860 CYSTINOSIS: DEFECTIVE FIBROBLAST LYSOSOMAL CYSTINE TRANSPORT

Abstract

Defective cystine efflux has been demonstrated in lysosomes from both peripheral leukocytes and cultured EBV-lymphocytes from cystinotic patients. However, this abnormality has been difficult to demonstrate in fibroblast lysosomes, raising the question of whether lysosomal transport is the only defect in cystinosis. We have substantiated that some previous methods of loading fibroblast lysosomes with cystine, using cystine dimethyl ester (CDME), lead to cystine accumulation in a non-lysosomal as well as the lysosomal compartment (E. Harms, personal communication). If fibroblasts are removed from their anchorage substrate and incubated with 0.25 mM CDME for 15 min., only lysosomes are loaded with cystine as shown on Percoll gradients.
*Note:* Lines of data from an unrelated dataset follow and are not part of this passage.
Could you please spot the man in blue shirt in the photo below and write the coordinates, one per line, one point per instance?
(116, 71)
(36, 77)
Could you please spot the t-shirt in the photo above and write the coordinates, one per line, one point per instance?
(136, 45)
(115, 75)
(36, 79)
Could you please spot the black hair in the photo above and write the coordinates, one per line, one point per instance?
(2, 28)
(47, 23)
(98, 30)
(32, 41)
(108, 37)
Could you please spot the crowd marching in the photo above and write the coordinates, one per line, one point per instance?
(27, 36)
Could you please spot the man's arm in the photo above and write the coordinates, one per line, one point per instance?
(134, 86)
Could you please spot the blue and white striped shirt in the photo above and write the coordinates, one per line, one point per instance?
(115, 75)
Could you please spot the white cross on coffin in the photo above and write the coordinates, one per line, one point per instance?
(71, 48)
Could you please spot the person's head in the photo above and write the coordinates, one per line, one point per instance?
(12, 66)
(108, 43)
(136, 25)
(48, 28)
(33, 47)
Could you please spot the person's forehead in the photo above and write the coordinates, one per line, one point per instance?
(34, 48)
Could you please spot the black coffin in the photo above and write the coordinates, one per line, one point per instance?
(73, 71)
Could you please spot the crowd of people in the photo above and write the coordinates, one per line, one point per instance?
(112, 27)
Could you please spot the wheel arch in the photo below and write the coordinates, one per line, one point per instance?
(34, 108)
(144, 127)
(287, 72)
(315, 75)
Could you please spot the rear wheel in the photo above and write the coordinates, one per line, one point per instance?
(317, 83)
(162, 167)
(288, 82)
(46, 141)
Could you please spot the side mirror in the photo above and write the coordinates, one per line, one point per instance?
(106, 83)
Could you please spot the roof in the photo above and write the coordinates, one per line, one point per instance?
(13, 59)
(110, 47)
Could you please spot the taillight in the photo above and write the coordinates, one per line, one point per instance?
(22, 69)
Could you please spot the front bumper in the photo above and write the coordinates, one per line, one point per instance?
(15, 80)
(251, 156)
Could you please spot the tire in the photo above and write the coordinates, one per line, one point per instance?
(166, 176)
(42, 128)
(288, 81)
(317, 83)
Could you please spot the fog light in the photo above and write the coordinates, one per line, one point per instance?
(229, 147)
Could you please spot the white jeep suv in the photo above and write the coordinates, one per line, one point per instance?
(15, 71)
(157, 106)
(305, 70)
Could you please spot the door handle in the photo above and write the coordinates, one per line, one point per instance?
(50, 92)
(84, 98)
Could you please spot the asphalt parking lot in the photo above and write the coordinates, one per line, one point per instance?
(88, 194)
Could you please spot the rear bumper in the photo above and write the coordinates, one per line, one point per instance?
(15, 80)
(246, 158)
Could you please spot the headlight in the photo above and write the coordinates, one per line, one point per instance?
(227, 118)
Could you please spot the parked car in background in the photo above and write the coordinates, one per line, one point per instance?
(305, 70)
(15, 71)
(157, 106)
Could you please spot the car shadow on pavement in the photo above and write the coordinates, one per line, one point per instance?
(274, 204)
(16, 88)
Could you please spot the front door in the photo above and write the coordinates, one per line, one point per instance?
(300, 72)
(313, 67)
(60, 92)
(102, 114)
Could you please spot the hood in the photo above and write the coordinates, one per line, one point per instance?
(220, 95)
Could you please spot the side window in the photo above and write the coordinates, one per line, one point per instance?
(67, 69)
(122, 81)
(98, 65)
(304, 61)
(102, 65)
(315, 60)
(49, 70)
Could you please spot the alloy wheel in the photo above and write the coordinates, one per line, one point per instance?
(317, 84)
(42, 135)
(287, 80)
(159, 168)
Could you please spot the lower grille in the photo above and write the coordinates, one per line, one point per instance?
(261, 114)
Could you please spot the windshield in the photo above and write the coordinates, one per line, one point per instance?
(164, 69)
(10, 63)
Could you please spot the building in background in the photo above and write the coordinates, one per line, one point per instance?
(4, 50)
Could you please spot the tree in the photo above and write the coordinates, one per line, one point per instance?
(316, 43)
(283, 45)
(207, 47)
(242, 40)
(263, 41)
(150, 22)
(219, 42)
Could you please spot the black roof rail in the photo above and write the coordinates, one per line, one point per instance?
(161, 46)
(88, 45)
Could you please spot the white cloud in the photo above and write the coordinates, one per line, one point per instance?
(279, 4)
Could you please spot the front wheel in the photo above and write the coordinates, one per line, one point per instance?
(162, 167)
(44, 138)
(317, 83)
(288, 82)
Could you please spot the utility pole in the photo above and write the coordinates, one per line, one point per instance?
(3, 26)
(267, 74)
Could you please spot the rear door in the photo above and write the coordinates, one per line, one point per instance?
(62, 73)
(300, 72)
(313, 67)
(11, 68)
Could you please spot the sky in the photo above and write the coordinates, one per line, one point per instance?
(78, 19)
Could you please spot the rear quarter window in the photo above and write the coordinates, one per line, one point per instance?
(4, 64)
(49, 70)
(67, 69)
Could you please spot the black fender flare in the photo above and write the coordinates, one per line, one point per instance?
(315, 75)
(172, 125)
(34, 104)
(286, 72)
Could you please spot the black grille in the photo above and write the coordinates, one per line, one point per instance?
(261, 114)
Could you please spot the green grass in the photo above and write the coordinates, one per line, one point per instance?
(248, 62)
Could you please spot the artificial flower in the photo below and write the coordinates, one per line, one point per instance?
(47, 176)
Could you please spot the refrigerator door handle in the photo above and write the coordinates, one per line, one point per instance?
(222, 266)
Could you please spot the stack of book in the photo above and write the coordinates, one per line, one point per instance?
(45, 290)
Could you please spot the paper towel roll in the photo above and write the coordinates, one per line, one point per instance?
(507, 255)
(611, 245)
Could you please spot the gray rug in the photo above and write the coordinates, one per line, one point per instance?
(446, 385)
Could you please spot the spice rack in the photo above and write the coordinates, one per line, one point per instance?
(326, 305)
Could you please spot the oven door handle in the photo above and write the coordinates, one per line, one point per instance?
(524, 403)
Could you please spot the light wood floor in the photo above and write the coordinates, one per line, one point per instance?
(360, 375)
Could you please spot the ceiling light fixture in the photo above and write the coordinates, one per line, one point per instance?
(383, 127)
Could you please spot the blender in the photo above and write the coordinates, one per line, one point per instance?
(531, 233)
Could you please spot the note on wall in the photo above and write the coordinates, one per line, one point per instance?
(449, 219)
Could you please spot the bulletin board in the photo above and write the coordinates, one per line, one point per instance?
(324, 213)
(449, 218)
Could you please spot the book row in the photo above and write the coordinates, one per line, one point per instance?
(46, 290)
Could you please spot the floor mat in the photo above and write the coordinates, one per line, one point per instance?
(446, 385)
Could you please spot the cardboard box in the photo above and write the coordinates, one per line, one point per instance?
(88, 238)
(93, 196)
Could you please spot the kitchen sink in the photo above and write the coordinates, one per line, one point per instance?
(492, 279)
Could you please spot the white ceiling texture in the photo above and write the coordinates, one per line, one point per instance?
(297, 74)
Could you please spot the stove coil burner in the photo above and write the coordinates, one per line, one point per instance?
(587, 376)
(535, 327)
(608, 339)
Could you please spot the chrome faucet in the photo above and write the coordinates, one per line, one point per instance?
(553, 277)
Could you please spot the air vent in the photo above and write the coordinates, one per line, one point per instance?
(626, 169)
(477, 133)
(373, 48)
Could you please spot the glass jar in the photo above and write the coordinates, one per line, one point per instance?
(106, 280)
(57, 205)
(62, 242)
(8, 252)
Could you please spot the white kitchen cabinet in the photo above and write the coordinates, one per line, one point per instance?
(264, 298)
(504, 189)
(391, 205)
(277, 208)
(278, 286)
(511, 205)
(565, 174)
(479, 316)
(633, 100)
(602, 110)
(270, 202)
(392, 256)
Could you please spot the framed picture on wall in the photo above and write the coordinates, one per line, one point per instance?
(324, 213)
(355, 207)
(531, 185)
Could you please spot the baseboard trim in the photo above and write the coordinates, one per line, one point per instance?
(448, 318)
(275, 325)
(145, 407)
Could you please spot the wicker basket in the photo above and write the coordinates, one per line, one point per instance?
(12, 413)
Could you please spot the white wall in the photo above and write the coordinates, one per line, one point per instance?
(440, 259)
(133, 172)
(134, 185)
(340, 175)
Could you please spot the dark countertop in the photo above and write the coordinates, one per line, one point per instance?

In cystine-loaded lysosomes from two normal control fibroblast cultures the 20 min. cystine efflux was 19% and 20% without ATP and 56% and 74% with 2 mM MgATP. Lysosomes from two cystinotic fibroblast cultures had no cystine efflux over 20 min. both with and without ATP. We have used the dye, dipropylthiodicarbocyanine iodide to measure lysosomal membrane potential. MgATP causes a positive shift in membrane potential, in both cystinotic and normal lysosomes. In both cases, inhibitor and anion effects are consistent with an electrogenic proton pump. All of these findings support the concept of an abnormal lysosomal cystine transport protein as the primary defect in this disease.